In 2003, to expand their business and meet the increasing demand of customers, Tan and Campioni decided to invest more than EUR 2 million in building two more workshops for meat and food processing in the Pho Noi industrial park. With the aim of developing a processing cycle of clean meat ‘from farms to dining tables’, the company will invest late this year in building another slaughtering production line in accordance with German technology. The company will also be converted from a Vietnamese company with foreign experts to a joint venture company under the Law on Foreign Investment.

Cooperation experience

Mr Tan said that one of the most important factors helping his company succeed was the close cooperation between two people from two countries, two cultures and two different ways of thinking.
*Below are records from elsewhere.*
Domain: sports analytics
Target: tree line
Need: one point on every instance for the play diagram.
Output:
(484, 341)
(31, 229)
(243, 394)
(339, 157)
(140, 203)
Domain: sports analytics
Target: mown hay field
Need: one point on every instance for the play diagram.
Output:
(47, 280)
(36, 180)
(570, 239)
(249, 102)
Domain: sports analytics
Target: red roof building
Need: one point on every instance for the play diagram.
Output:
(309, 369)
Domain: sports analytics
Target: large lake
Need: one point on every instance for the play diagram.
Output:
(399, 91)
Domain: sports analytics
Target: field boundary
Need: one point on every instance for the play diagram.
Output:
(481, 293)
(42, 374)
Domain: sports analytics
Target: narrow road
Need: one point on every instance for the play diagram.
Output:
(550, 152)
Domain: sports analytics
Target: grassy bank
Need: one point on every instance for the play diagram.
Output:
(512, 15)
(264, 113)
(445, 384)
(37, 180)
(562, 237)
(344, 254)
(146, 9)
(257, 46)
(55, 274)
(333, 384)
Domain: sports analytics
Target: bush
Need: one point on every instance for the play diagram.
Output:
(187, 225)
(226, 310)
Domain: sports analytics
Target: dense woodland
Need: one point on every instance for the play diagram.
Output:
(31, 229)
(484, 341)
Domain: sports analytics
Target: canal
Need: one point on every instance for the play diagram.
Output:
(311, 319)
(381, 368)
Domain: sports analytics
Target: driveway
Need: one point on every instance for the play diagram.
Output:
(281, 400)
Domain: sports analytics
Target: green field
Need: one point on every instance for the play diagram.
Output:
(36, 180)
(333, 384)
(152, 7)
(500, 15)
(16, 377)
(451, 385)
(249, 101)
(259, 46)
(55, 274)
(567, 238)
Vietnam and Germany have some similarities in geography and population with small and medium-sized enterprises accounting for 95 per cent of businesses. Furthermore, tens of thousands of Vietnamese people have been trained in Germany and many of them have important posts in the Government and agencies in Vietnam. However, few German enterprises have invested in Vietnam to date. Based upon his own experience, Tan said that one of the main reasons was that German enterprises lacked information about distribution systems, infrastructure and markets in Vietnam. At the same time, it is difficult for them to seek partners in Vietnam. Tan said that most enterprises in Germany were private-owned and they wanted to do business with private enterprises in countries where they wanted to invest in. However, in Vietnam the private sector is yet to have freer conditions to allow them to co-operate with German enterprises. Tan said that Germany is advanced in its business application of legal regulations. Therefore, to attract more investment from Germany, it is necessary to have clear and transparent policies with improved investment conditions and simplified administrative procedures.